No law: purely adherence to A) Your co-option policy requirements and B) the requirements of your code of conduct
Thanks.
I think everyone in our community – councillors and electors together - are looking for a compromise, rather than just rush into the machinery of 'process'.
The cost of a by-election would be a third of the annual precept, and, as staff and running costs take half of the precept, that would leave just one-sixth of the precept over for projects this year.
The councillors would simply like to say who they would have in mind for co-option (no guarantees or promises, of course) – in order to ‘speak to’ the concerns of those electors who are unsure whether to call for an election or not.
That seems a fairly reasonable course of action to me – a sign of councillors and community working together, to save money for community projects but also to ensure a representative council.
Yes, there is a reserve in place, but it seems a shame to spend it if a little clarity like this might mean it doens't have to be spent.

Incidentally, thanks for your answer to my other question about whether the qualities of candidates can be discussed outside a meeting by cllrs.  However, sadly, there is nothing in our local council’s codes to disallow or allow private discussion among councillors of co-option candidates’ qualities.

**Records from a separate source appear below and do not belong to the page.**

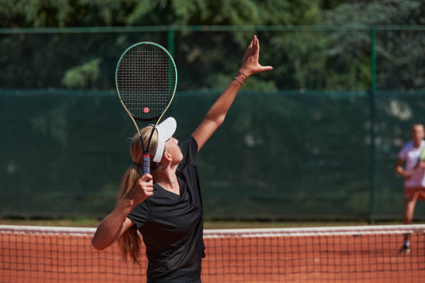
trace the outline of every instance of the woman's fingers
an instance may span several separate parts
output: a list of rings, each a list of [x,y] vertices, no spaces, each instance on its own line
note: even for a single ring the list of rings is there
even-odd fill
[[[144,174],[140,178],[140,180],[143,182],[146,182],[148,180],[151,180],[152,179],[152,175],[151,174]]]

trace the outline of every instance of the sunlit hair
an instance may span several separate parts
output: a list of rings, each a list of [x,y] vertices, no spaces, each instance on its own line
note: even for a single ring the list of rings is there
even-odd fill
[[[151,130],[152,127],[147,126],[140,131],[143,138],[143,142],[145,145],[147,144]],[[149,154],[151,155],[151,172],[158,171],[160,169],[160,164],[153,162],[157,146],[158,132],[155,130],[152,136],[152,139],[151,140],[151,146],[149,146]],[[130,145],[130,153],[133,162],[140,164],[143,154],[143,149],[142,148],[142,141],[140,140],[138,132],[133,137]],[[116,206],[130,194],[137,180],[140,177],[140,166],[133,163],[122,178],[121,189],[117,196]],[[122,257],[125,261],[127,261],[127,257],[129,255],[131,261],[134,264],[140,264],[139,257],[140,255],[141,242],[137,229],[133,229],[133,228],[131,228],[126,231],[118,239],[118,244],[119,245]]]

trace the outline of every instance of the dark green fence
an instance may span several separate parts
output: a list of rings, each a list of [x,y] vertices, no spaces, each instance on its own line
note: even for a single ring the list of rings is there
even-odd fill
[[[188,137],[253,34],[272,71],[249,78],[199,158],[206,216],[401,219],[393,173],[424,122],[425,27],[195,26],[0,30],[0,215],[105,216],[134,128],[115,68],[138,41],[167,46],[167,114]],[[419,203],[417,219],[425,218]]]

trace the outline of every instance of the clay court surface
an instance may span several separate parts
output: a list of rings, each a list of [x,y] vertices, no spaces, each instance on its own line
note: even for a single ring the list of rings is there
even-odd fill
[[[90,233],[0,233],[1,282],[144,282],[146,265],[121,260],[117,246],[91,246]],[[206,234],[205,282],[419,282],[423,234],[410,255],[402,234],[227,237]],[[422,280],[421,280],[421,277]]]

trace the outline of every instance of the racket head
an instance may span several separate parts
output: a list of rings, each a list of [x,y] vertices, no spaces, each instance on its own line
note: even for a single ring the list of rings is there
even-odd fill
[[[126,111],[141,121],[159,119],[174,97],[177,68],[163,46],[138,42],[122,53],[115,70],[117,92]]]

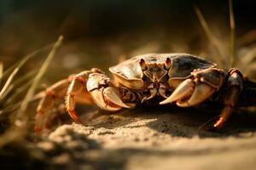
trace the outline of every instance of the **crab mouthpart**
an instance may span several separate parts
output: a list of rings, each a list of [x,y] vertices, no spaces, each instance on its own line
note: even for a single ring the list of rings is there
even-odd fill
[[[101,88],[90,93],[94,101],[103,110],[115,111],[123,107],[130,108],[120,99],[113,88]]]
[[[185,98],[189,94],[191,94],[195,88],[195,83],[191,79],[187,79],[183,82],[175,90],[172,92],[171,96],[169,96],[165,100],[160,102],[160,105],[166,105],[172,103],[174,101],[179,100]]]

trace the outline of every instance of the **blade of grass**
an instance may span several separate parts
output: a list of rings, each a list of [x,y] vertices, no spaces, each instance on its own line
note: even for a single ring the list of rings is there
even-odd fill
[[[230,7],[230,45],[231,45],[231,67],[236,65],[236,25],[233,11],[233,2],[229,0]]]
[[[11,72],[10,76],[8,77],[5,84],[3,85],[3,88],[1,89],[0,91],[0,97],[3,95],[3,94],[4,93],[4,91],[8,88],[8,87],[10,85],[10,83],[12,82],[12,81],[14,80],[15,76],[17,74],[17,72],[20,71],[20,69],[26,63],[26,61],[28,60],[30,60],[31,58],[36,56],[39,52],[44,51],[45,49],[49,48],[49,47],[51,47],[50,45],[47,45],[44,48],[41,48],[38,50],[33,51],[32,53],[31,53],[30,54],[25,56],[25,58],[23,60],[21,60],[15,67],[11,67],[10,69],[9,69],[8,71],[6,71],[3,74],[3,76],[1,77],[0,80],[3,80],[3,78],[8,75],[9,72]]]
[[[29,73],[26,74],[25,76],[20,77],[15,82],[14,82],[12,84],[10,84],[7,89],[4,91],[4,93],[0,96],[0,103],[2,100],[6,100],[6,96],[13,91],[14,88],[17,88],[17,86],[22,86],[22,83],[24,83],[25,81],[29,81],[32,76],[34,76],[37,73],[37,71],[30,71]],[[20,85],[21,84],[21,85]],[[15,95],[15,94],[13,94]]]
[[[225,55],[224,55],[224,53],[222,51],[221,46],[219,45],[221,43],[219,43],[218,38],[214,36],[214,34],[210,30],[209,26],[208,26],[205,17],[203,16],[202,13],[201,12],[200,8],[196,5],[194,6],[194,8],[195,8],[195,12],[197,15],[197,18],[201,23],[201,26],[202,26],[207,37],[208,37],[209,41],[211,42],[212,46],[215,48],[215,49],[218,51],[218,54],[221,56],[222,60],[220,60],[220,58],[218,57],[218,62],[220,65],[224,65],[223,59],[224,59]]]
[[[54,57],[57,48],[61,46],[61,42],[63,40],[63,37],[61,36],[57,42],[55,43],[52,50],[49,52],[49,55],[47,56],[45,61],[44,62],[43,65],[41,66],[41,68],[39,69],[38,73],[36,75],[32,86],[30,87],[30,88],[28,89],[28,92],[24,99],[24,100],[21,103],[20,105],[20,109],[17,113],[17,116],[16,116],[16,125],[18,127],[24,127],[26,125],[26,122],[28,120],[28,116],[26,114],[26,110],[27,108],[27,105],[30,102],[30,100],[32,99],[34,93],[36,91],[36,88],[39,83],[39,81],[41,80],[42,76],[44,76],[44,74],[45,73],[52,58]],[[21,123],[20,123],[21,122]]]
[[[0,80],[3,77],[3,63],[0,62]],[[0,81],[1,83],[1,81]]]
[[[10,105],[14,102],[15,102],[15,99],[16,99],[19,96],[20,96],[20,94],[24,92],[26,92],[26,90],[27,90],[29,88],[29,87],[31,86],[32,81],[29,81],[27,82],[26,82],[25,84],[23,84],[22,86],[20,86],[19,88],[17,88],[15,93],[10,95],[7,100],[5,100],[4,102],[4,105]]]
[[[0,147],[10,141],[24,139],[24,136],[27,133],[26,128],[27,128],[27,123],[29,118],[28,115],[26,112],[27,105],[29,102],[32,99],[36,88],[38,87],[38,84],[39,83],[41,77],[46,71],[47,67],[49,65],[57,48],[60,47],[62,39],[63,39],[62,36],[61,36],[58,38],[58,41],[55,43],[53,48],[49,52],[49,55],[47,56],[44,63],[41,66],[38,73],[36,75],[32,86],[28,89],[26,95],[25,96],[25,99],[20,103],[20,107],[17,112],[15,123],[8,129],[8,131],[5,133],[3,133],[1,136]]]

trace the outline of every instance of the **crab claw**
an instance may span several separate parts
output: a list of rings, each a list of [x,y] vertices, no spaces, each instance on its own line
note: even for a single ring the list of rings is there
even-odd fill
[[[93,74],[87,82],[87,89],[95,103],[103,110],[115,111],[130,108],[119,98],[118,91],[109,87],[108,78],[102,74]]]
[[[194,82],[187,79],[183,82],[160,105],[165,105],[176,101],[180,107],[189,107],[196,105],[208,99],[216,88],[201,82]]]
[[[172,92],[172,95],[169,96],[165,100],[160,102],[160,105],[166,105],[172,103],[180,99],[184,98],[185,96],[191,94],[194,90],[195,83],[191,79],[187,79],[183,82],[175,90]]]

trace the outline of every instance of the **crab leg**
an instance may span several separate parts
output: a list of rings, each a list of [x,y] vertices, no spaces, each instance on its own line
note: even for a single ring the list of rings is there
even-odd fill
[[[120,99],[119,92],[112,87],[109,78],[101,73],[90,75],[86,88],[95,103],[102,110],[116,111],[130,108]]]
[[[213,125],[216,129],[221,128],[232,114],[236,105],[238,97],[243,90],[243,76],[237,69],[231,69],[228,74],[227,93],[224,97],[224,108],[219,116],[219,119]]]
[[[45,95],[42,98],[37,108],[34,128],[37,133],[40,133],[42,131],[50,128],[52,120],[56,117],[56,114],[54,114],[51,109],[54,107],[55,100],[65,99],[68,87],[70,87],[71,84],[75,87],[82,87],[83,85],[79,85],[81,82],[79,82],[79,79],[86,80],[89,74],[96,71],[96,70],[86,71],[77,76],[70,76],[67,79],[61,80],[46,89]],[[76,94],[75,101],[86,105],[93,105],[93,99],[86,89],[77,90],[78,88],[74,88],[74,89],[70,92],[71,94]],[[74,99],[71,100],[73,101]]]

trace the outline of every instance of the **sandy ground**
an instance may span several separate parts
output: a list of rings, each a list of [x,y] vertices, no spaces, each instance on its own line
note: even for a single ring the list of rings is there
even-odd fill
[[[255,169],[255,114],[237,112],[209,132],[199,127],[216,113],[202,110],[95,110],[82,116],[87,126],[62,125],[38,146],[67,169]]]

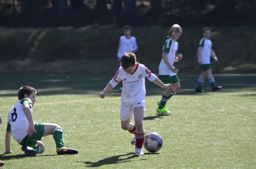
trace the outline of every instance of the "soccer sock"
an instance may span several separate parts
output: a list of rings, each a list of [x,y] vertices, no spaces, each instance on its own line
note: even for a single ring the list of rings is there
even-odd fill
[[[174,96],[175,93],[174,92],[172,92],[170,95],[169,95],[169,99],[170,99],[172,96]]]
[[[128,131],[128,132],[130,132],[130,133],[131,134],[134,134],[135,135],[135,132],[136,132],[136,128],[135,127],[135,126],[134,125],[134,129],[133,129],[132,130]]]
[[[143,145],[143,141],[144,138],[145,137],[145,133],[143,132],[143,134],[135,133],[135,138],[136,138],[136,143],[135,146],[139,149],[142,148]]]
[[[158,108],[159,109],[161,109],[165,106],[166,103],[169,100],[169,98],[167,97],[165,97],[163,95],[162,96],[162,98],[161,99],[161,102],[160,102],[160,104],[159,104],[159,106],[158,106]]]
[[[214,80],[214,78],[212,78],[210,79],[209,81],[209,83],[212,85],[212,88],[213,88],[216,86],[216,83],[215,83],[215,80]]]
[[[202,86],[203,86],[203,84],[204,83],[204,80],[202,79],[198,79],[198,86],[196,86],[196,89],[201,89]]]
[[[43,149],[43,148],[39,146],[36,146],[35,147],[31,148],[36,153],[36,154],[41,153],[42,152],[42,150]]]
[[[61,128],[57,127],[52,131],[53,138],[56,143],[56,148],[62,148],[64,146],[64,138],[63,138],[63,132]]]

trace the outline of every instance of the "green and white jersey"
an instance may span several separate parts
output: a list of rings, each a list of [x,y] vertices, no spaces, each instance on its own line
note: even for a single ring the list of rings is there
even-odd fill
[[[209,64],[211,60],[212,41],[203,38],[200,40],[198,46],[202,48],[200,56],[201,64]]]
[[[175,56],[178,55],[178,46],[179,44],[177,42],[175,41],[171,37],[169,37],[164,43],[163,47],[163,52],[167,53],[168,61],[171,65],[172,66],[173,66]],[[160,75],[173,76],[176,74],[175,73],[171,71],[163,58],[162,58],[159,65],[159,70]]]
[[[29,121],[23,111],[23,105],[28,103],[32,111],[33,103],[31,100],[24,98],[17,102],[8,113],[7,131],[12,132],[13,138],[20,143],[27,135]]]

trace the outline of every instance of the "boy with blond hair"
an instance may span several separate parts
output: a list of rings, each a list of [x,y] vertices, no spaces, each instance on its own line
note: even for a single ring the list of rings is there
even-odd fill
[[[182,54],[178,53],[179,43],[177,40],[181,36],[182,30],[178,24],[172,26],[169,32],[169,38],[166,41],[163,48],[162,60],[159,65],[159,76],[161,81],[165,84],[172,84],[173,89],[169,89],[163,92],[160,100],[157,102],[157,112],[160,113],[170,113],[166,103],[180,88],[179,79],[176,74],[178,70],[173,66],[174,62],[182,59]]]

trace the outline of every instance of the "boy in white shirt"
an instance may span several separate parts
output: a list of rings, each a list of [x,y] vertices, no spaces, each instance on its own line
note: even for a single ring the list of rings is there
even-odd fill
[[[217,86],[212,73],[210,64],[211,56],[216,62],[218,61],[218,58],[212,49],[212,41],[209,40],[211,31],[211,29],[210,28],[204,28],[203,29],[204,37],[200,40],[198,49],[198,62],[201,65],[201,74],[198,80],[198,86],[195,89],[195,92],[204,92],[202,89],[202,86],[207,75],[209,83],[212,86],[212,92],[222,88],[222,86]]]
[[[142,146],[145,137],[142,123],[146,95],[145,77],[163,89],[171,89],[172,86],[170,84],[163,84],[145,66],[137,63],[136,56],[132,52],[123,54],[121,63],[122,66],[103,90],[100,97],[104,98],[107,93],[118,82],[123,80],[124,86],[121,95],[120,111],[121,126],[123,129],[135,134],[136,154],[137,156],[142,155],[144,155]],[[130,123],[130,120],[133,118],[134,116],[134,124]],[[131,142],[131,143],[132,144]]]
[[[138,46],[135,37],[131,36],[131,28],[128,25],[124,26],[124,36],[120,37],[118,49],[117,49],[117,60],[120,63],[121,66],[121,58],[125,53],[132,52],[135,53],[138,50]],[[119,91],[122,90],[122,83],[121,82],[121,87]]]

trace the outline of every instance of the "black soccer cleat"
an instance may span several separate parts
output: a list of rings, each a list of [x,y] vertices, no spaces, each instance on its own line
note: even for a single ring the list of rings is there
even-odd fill
[[[219,90],[220,89],[222,89],[222,86],[216,86],[212,88],[212,92],[216,91],[216,90]]]
[[[195,92],[198,92],[198,93],[202,93],[203,92],[204,92],[204,91],[202,89],[196,89]]]
[[[57,154],[58,155],[76,155],[78,151],[73,149],[68,149],[66,147],[58,148],[57,149]]]

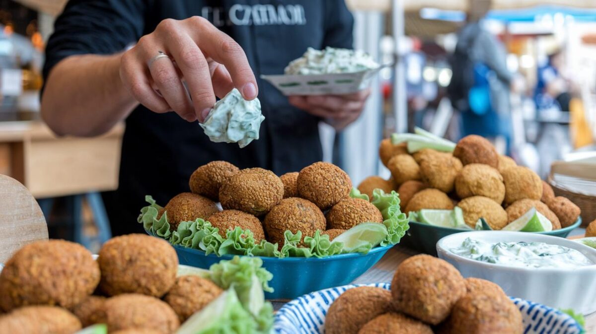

The answer to your dilemma is of course simple. When the vacancy(s) are announced no one from the community put their names forward and await the option for co-option to be given to the council then make an application to the council. If you read your code of conduct and standing orders relating to what is expected of a councillor under the Nolan principles the place for discussion is at the public meeting of the council when co-options are voted on. It is of course very difficult to adhere to such a principle but that shouldn't mean that you shouldn't try.
I think you're saying that an informal compromise is not possible in this instance, and that it's a matter simply - that the process must be adhered to.  Well, that does take us forward, in an understanding of what to do next, at least.
However, still can't find anything in the council's code of conduct or in the Nolan Principles about whether councillors can discuss - outside the meeting - a potential candidate's qualities.  (The Nolan Principles, as I read them, refer only to decisons, and the way the decisions were arrived at, which must be openly presented to the public at meetings.  As I understand it, councillors can discuss issues, in the pub say, with other cllrs or members of the public, so long as they come to meetings with open minds and also ready to explain their thinking behind any decision).
It's obviously a dense area!  It may be something we need to address in any  revision of the council's code of conduct.
Thanks for this exchange, and thanks for your time. I have learned a lot!
You are as always very welcome to any advice here freely given. We must bear in mind that much of the business of PC's has been historically dealt with in a very pragmatic way by those serving their communities needs and with local knowledge. Unfortunately not all of the now required rules and regulations and box ticking infestation in our lives has not met with a redesigning of PC's guidance by those responsible for the imposition of "the requirements".
This then leads inevitably to grey areas and only well thought out policies, tried and tested to remove these grey areas, are usually the only tool available to councils for self determination. Policies should not be produced and then shelved or filed away as "done" they should be continually visited, amended and changed when flaws or new needs are identified until they are truly fit for purpose.